1) For military members or families:

a. Since service member families often don’t live near extended family and cannot always get permission to travel home, invite military families to join you for special holiday events. Celebrating as a single-family unit might highlight their distance from loved ones. Help them see they are part of a loving community with the body of Christ! Some suggestions for activities to do with service members or families include inviting them to:

i. Attend a Christmas Eve service.

ii. Share a Thanksgiving, Christmas, or New Year’s meal.

iii. Bake Christmas cookies.

iv. Attend a local Christmas event.

v. Join you for Christmas caroling in your neighborhood.

vi. Watch a Christmas movie.

vii. Decorate gingerbread houses.

viii. Drive around and gaze at Christmas lights.

ix. Attend a Christmas cookie swap.

x. Babysit their kids for a couple of hours while they Christmas shop.

xi. Join you for Christmas shopping.

xii. View New Year’s Eve fireworks.

b. Single military members don’t want to spend the holidays alone in the barracks or their apartment. Consider inviting them over to enjoy Christmas with your family. They might even want to spend Christmas Eve with your family and enjoy the opening of presents on Christmas morning with your family. Consider inviting them to the special holiday events listed above.
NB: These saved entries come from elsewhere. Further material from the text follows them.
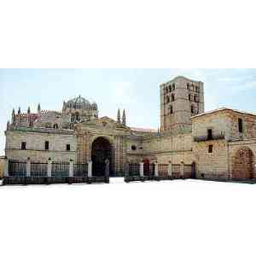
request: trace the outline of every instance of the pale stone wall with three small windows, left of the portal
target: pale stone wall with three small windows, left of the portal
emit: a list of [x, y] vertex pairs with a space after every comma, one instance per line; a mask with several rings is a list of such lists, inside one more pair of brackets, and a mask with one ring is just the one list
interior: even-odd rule
[[[44, 150], [44, 143], [49, 142], [49, 150]], [[26, 142], [26, 150], [20, 145]], [[70, 144], [70, 151], [67, 151]], [[44, 133], [29, 131], [6, 131], [6, 156], [11, 160], [51, 160], [67, 161], [77, 158], [77, 140], [73, 134]]]

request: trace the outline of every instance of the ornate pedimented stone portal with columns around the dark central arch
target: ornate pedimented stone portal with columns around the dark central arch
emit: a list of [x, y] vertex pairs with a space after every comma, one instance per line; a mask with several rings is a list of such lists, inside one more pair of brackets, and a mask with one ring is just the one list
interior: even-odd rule
[[[77, 161], [93, 161], [93, 170], [101, 172], [105, 160], [110, 161], [110, 175], [122, 176], [126, 161], [127, 137], [130, 128], [103, 117], [75, 125]], [[96, 169], [98, 171], [96, 171]]]

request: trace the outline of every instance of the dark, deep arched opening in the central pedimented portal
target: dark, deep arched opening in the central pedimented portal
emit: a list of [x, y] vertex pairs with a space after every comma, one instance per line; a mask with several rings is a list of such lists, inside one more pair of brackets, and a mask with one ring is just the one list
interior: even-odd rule
[[112, 166], [112, 147], [108, 139], [97, 137], [91, 145], [92, 175], [105, 175], [105, 161], [109, 160], [109, 175], [113, 174]]

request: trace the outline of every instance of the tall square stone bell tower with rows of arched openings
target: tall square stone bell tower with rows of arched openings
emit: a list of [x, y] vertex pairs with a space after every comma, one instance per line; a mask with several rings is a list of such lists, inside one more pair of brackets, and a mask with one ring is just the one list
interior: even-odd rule
[[204, 84], [177, 77], [160, 84], [160, 130], [191, 129], [191, 116], [204, 112]]

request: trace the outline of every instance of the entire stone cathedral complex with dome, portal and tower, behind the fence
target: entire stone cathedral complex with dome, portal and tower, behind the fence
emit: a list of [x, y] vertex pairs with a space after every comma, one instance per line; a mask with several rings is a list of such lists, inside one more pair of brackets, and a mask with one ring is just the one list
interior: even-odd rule
[[204, 84], [184, 77], [160, 84], [160, 131], [128, 127], [125, 110], [99, 117], [96, 102], [79, 96], [61, 112], [14, 109], [5, 135], [10, 160], [92, 160], [97, 168], [108, 159], [112, 176], [123, 176], [126, 162], [195, 163], [198, 178], [256, 179], [256, 115], [205, 112]]

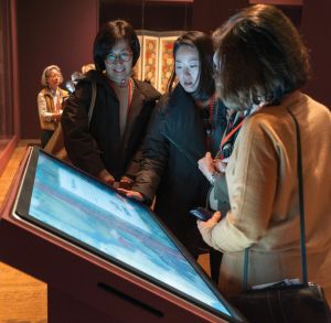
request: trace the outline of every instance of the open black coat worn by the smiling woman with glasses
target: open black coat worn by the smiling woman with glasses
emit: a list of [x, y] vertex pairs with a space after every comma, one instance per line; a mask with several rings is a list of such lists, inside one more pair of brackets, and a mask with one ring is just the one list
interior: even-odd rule
[[[97, 96], [88, 127], [92, 82], [97, 85]], [[119, 101], [103, 74], [90, 71], [67, 99], [61, 120], [64, 144], [71, 161], [79, 169], [95, 176], [106, 169], [116, 181], [124, 175], [135, 176], [138, 170], [135, 154], [141, 148], [160, 94], [148, 83], [137, 79], [134, 83], [122, 138], [119, 129]]]

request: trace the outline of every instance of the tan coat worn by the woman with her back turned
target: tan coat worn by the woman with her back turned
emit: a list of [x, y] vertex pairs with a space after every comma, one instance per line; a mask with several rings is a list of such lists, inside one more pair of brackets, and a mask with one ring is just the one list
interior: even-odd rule
[[297, 142], [286, 107], [301, 132], [308, 278], [331, 304], [331, 114], [300, 91], [246, 119], [226, 169], [232, 209], [203, 236], [224, 252], [224, 295], [242, 290], [247, 247], [249, 286], [301, 278]]

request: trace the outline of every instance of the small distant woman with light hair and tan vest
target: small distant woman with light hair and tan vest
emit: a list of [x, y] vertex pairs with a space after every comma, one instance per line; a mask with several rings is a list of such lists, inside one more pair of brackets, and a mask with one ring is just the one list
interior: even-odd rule
[[61, 69], [56, 65], [47, 66], [41, 77], [43, 89], [38, 94], [38, 110], [41, 125], [41, 147], [44, 148], [54, 133], [63, 111], [68, 93], [60, 87], [63, 82]]

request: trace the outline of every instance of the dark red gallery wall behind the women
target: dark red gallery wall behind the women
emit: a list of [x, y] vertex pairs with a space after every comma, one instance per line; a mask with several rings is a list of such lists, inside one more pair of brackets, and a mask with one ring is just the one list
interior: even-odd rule
[[[189, 21], [192, 29], [210, 32], [246, 6], [248, 0], [194, 0]], [[72, 72], [92, 62], [98, 8], [98, 0], [17, 0], [22, 138], [40, 136], [36, 95], [43, 68], [57, 64], [68, 79]], [[331, 1], [306, 0], [299, 10], [288, 11], [311, 50], [313, 77], [305, 89], [331, 107]]]

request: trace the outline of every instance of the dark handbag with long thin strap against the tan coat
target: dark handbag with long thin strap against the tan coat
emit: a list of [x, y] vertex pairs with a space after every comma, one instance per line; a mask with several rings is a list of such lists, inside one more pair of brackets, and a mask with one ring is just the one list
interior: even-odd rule
[[301, 142], [299, 123], [293, 114], [288, 110], [296, 126], [298, 184], [300, 211], [300, 247], [302, 263], [302, 283], [288, 284], [281, 282], [269, 284], [259, 290], [247, 289], [248, 248], [244, 258], [244, 291], [229, 298], [231, 303], [253, 323], [330, 323], [331, 314], [321, 287], [308, 282], [307, 256], [305, 236], [303, 177], [301, 160]]

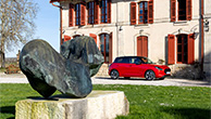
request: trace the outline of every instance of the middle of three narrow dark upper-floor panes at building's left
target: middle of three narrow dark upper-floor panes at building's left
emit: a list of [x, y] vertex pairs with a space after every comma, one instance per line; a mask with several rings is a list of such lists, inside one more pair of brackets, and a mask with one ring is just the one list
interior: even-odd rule
[[95, 2], [88, 2], [88, 24], [94, 24], [95, 21]]

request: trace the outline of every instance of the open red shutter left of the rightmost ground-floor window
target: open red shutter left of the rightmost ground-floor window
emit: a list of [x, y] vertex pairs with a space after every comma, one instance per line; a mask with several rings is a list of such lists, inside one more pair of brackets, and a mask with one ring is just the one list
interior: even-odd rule
[[175, 36], [169, 35], [167, 36], [167, 64], [175, 63]]

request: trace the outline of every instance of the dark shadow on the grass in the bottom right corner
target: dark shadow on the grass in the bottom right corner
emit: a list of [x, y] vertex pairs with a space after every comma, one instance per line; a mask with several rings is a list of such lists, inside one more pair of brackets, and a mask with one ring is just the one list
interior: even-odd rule
[[164, 113], [170, 115], [181, 116], [184, 119], [210, 119], [211, 109], [200, 109], [200, 108], [163, 108]]

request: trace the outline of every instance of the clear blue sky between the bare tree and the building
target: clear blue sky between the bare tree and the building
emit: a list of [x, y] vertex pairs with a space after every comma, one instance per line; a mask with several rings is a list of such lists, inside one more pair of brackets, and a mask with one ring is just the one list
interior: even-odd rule
[[[34, 21], [36, 24], [36, 31], [34, 39], [44, 39], [49, 42], [58, 52], [60, 50], [60, 10], [49, 3], [50, 0], [33, 0], [38, 3], [39, 10], [37, 18]], [[32, 39], [29, 39], [32, 40]], [[5, 57], [15, 57], [17, 50], [22, 47], [14, 49], [14, 51], [7, 52]]]

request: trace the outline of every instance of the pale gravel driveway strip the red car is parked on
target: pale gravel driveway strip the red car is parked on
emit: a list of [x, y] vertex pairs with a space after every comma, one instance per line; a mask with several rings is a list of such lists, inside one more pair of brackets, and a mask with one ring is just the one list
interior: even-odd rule
[[[208, 81], [188, 80], [188, 79], [170, 79], [148, 81], [146, 79], [123, 79], [112, 80], [110, 77], [94, 77], [94, 84], [145, 84], [145, 85], [177, 85], [177, 87], [209, 87]], [[28, 83], [28, 80], [23, 74], [5, 75], [0, 72], [0, 83]]]

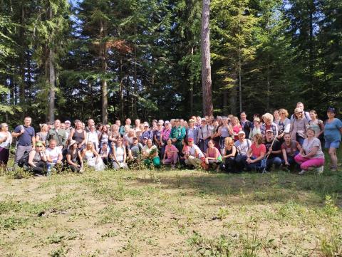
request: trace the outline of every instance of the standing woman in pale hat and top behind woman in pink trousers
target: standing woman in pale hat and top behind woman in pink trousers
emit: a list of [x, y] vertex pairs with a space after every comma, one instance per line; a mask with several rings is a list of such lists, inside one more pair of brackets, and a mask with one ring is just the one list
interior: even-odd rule
[[306, 138], [306, 128], [309, 125], [309, 120], [303, 116], [303, 111], [300, 108], [294, 109], [295, 118], [291, 120], [291, 139], [299, 142], [299, 145], [303, 145]]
c. Consider adopting the armed forces member and/or spouse and committing to pray over them. Lead your family in regularly praying for this military member and any family. I created a resource that anyone can use to help guide you in praying for the military. Even if you don’t have an armed forces family member, you probably have a neighbor or acquaintance who is currently serving or who has served. Praying God’s Word is powerful, and each of these 25 prayers was crafted using Scripture. Consider gathering folks in your neighborhood to pray for service members around the holidays to give them the gift of prayer. To access the free prayer guide, go to

d. Give the gift of connection. Military members and their spouses need a date night. Marriage is hard, but add in frequent separations, combat trauma, deployments, and moves, and you have a recipe for possible isolation between the couple. Offer to watch their children so they can get some quality time to connect. Better still, consider offering to watch their kids overnight to reconnect as a couple.
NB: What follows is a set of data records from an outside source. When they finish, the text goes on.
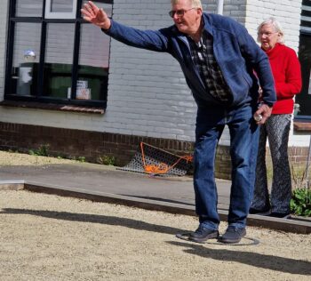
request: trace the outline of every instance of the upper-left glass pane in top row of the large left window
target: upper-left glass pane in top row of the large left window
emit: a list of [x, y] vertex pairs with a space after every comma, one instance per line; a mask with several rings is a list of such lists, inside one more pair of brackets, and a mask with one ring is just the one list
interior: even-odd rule
[[16, 17], [41, 17], [44, 1], [16, 0]]

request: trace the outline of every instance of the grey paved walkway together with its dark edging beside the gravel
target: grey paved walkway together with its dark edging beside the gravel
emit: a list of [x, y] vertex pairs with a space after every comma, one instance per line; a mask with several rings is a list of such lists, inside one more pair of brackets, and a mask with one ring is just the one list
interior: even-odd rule
[[[21, 182], [25, 189], [195, 215], [190, 177], [151, 177], [93, 164], [0, 166], [0, 189]], [[231, 181], [217, 180], [219, 214], [227, 219]], [[311, 233], [310, 220], [250, 215], [249, 225]]]

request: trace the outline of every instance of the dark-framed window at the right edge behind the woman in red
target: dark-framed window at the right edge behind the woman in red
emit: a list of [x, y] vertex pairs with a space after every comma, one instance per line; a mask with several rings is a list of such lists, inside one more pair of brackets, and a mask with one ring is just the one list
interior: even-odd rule
[[302, 1], [299, 36], [299, 61], [301, 65], [302, 89], [296, 96], [299, 112], [295, 119], [311, 119], [311, 3]]

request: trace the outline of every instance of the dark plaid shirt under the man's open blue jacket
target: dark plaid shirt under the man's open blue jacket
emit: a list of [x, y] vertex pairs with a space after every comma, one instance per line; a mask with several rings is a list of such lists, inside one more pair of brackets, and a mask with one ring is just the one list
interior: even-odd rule
[[214, 57], [211, 35], [203, 32], [198, 43], [195, 43], [190, 37], [188, 37], [188, 42], [192, 52], [192, 59], [199, 70], [205, 87], [216, 100], [225, 103], [230, 101], [230, 90]]

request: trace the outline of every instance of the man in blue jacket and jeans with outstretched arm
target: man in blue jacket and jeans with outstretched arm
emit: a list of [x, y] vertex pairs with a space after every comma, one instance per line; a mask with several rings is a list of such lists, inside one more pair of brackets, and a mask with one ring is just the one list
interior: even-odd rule
[[[258, 125], [275, 103], [275, 86], [267, 55], [235, 20], [203, 12], [199, 0], [171, 0], [174, 25], [159, 30], [130, 28], [108, 18], [89, 1], [84, 20], [108, 36], [138, 48], [168, 52], [179, 61], [197, 104], [195, 127], [195, 211], [199, 227], [189, 239], [218, 238], [238, 243], [246, 235], [258, 151]], [[263, 104], [258, 108], [259, 84]], [[253, 116], [261, 116], [255, 121]], [[214, 160], [227, 124], [230, 132], [232, 186], [226, 233], [219, 237]]]

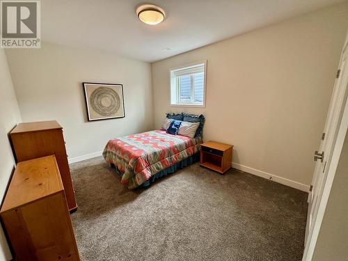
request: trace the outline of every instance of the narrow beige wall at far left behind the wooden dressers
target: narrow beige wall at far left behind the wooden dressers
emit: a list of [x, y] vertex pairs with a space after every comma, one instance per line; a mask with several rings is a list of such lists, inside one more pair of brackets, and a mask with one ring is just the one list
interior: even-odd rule
[[[21, 122], [17, 98], [13, 83], [8, 70], [5, 52], [0, 49], [0, 200], [3, 200], [4, 193], [13, 172], [15, 160], [8, 140], [8, 133], [18, 122]], [[10, 260], [11, 255], [8, 245], [0, 228], [0, 261]]]

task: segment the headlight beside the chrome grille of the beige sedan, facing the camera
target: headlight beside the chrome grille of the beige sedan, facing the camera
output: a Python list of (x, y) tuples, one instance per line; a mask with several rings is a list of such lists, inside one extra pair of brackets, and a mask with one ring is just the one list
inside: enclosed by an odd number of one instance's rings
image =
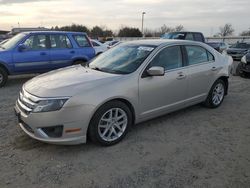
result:
[(67, 100), (68, 98), (41, 100), (37, 103), (32, 112), (36, 113), (60, 110)]

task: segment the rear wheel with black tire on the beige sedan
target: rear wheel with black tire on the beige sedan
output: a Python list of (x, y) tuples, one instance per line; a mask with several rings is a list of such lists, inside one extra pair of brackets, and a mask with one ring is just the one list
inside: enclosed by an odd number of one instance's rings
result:
[(217, 80), (210, 89), (210, 92), (205, 101), (205, 106), (208, 108), (219, 107), (224, 100), (225, 93), (226, 93), (225, 82), (221, 79)]

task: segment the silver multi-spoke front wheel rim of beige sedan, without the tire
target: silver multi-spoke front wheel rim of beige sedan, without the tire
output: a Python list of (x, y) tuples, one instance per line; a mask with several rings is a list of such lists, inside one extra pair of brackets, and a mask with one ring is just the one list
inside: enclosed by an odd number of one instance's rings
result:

2) For military spouses of a deployed armed forces member:

a. Invite the family left at home to join your holiday activities (see list above)– the loneliness will be much more vivid on special days. Don’t assume someone else is contacting them; please take the initiative.

b. Offer to help hang or take down the Christmas tree or other decorations and/or lights. Often, with a deployed spouse, these components of the holidays might get neglected and add to their disappointment and isolation. You can also offer to wrap or assemble Christmas gifts since they juggle parenting solo.

c. The spouse left at home probably needs a hug – offer it!

d. The adult on the home front needs meaningful face-to-face adult conversation. Just call to say hello and ask how they are doing. Stop by and let them know you are thinking of them. Help ensure the spouse left at home doesn’t feel forgotten.

e. Surprise them with a care package for something he or she can do to pamper themselves.

3) For the deployed military member:

a. Send them a care package. If possible, find out their favorite goodies and pack the box with them. Homemade baked goods are especially desired, as well as an encouraging note or card. We had our kids create handmade cards each year that we sent to deployed troops, along with baked snacks, magazines, and books.

b. Commit to praying specifically over them and send them a note telling them you are praying for them.

c. Gather or make handmade Christmas cards for several folks and mail them to them.

d. If you know military members who are deployed, send them an extra copy of your Christmas card so that they get to enjoy your holiday update in addition to the family back at home.

e. Send them notes and cards in the mail.